Totale Instrumentalisierung des „Verfassungsschutzes“ für die Parteipolitik

Totale Instrumentalisierung des „Verfassungsschutzes“ für die Parteipolitik

Bundesinnenminister Horst Seehofer hat bei der Bundespressekonferenz in Berlin den „Verfassungsschutzbericht“ seiner Behörde für das Jahr 2019 vorgestellt. Um den Schutz der Bevölkerung vor Terroristen und Gefährdern aller Art ging es dabei nur am Rande.

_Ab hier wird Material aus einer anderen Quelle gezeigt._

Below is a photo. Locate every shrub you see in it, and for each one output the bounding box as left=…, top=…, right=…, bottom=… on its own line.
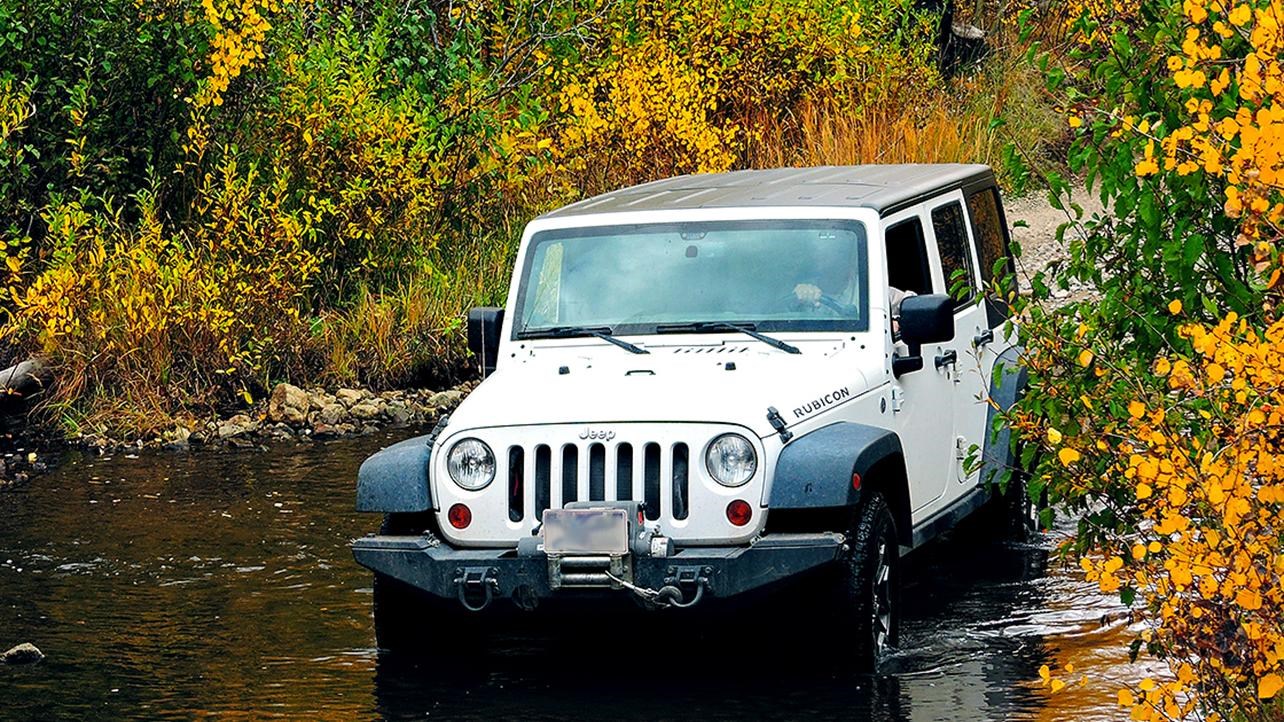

Im Mittelpunkt der Arbeit des „Verfassungsschutzes“ steht die Auseinandersetzung mit „Rassismus und Rechtsextremismus“. Die Zahl der diesbezüglich Verdächtigen stieg auf 32.080. Das sind rund 33 Prozent mehr als im Vorjahr.

Auslöser des Zuwachses ist die Aufnahme der Mitglieder des mittlerweile aufgelösten „Flügels“ sowie der Jugendorganisation der AfD in die Gruppe der „Rechtsextremisten“. Diese Wertung lässt erkennen, worum es bei den Aktivitäten des „Verfassungsschutzes“ seit dem Amtsantritt des professionellen Opportunisten Thomas Haldenwang an der Spitze der Behörde in der Nachfolge des unbequem gewordenen Hans-Georg Maaßen im November 2018 schwerpunktmäßig geht: Die Behörde und ihre nicht unerheblichen personellen und sachlichen Ressourcen werden instrumentalisiert zu dem Zweck, die Konsensparteien CDU/CSU, SPD, FDP und Grüne gegen die Konkurrenz der AfD abzuschirmen. Die Parteipolitisierung des „Verfassungsschutzes“ war noch nie so total wie jetzt unter Seehofer und Haldenwang.

Kühn behauptet Seehofer, mehr als 90 Prozent aller antisemitischen Straftaten seien nicht auf muslimische, sondern auf rechtsextreme Tatverdächtige zurückzuführen. Was hinaus läuft auf die Einschätzung, auch an diesen, offensichtlich aus der Politik der offenen Grenzen resultierenden Fehlentwicklungen sei irgendwie die AfD schuld.

Nicht (oder noch nicht?) im „Verfassungsschutzbericht“ erwähnt wird der CDU-Kanzlerkandidat in Lauerstellung Friedrich Merz, der öffentlich bemerkt hat:

„75 Jahre nach der Befreiung von Auschwitz erleben wir erneut Antisemitismus – überwiegend von rechts, aber auch durch die Einwanderung von 2015/16. Viele bringen Judenhass mit, der in ihren Heimatländern gepredigt wird. Auch dafür darf es keine Toleranz geben.“

Leicht durchschaubar blähen Haldenwang und Seehofer peinliche bräunliche Kleinstgruppen mit wirren Parolen und Programmen zu erwähnenswerten politischen Bestrebungen auf – in der offensichtlichen Absicht, sie mit der AfD in einen Topf zu werfen und zu einem ungenießbaren Brei zu verrühren.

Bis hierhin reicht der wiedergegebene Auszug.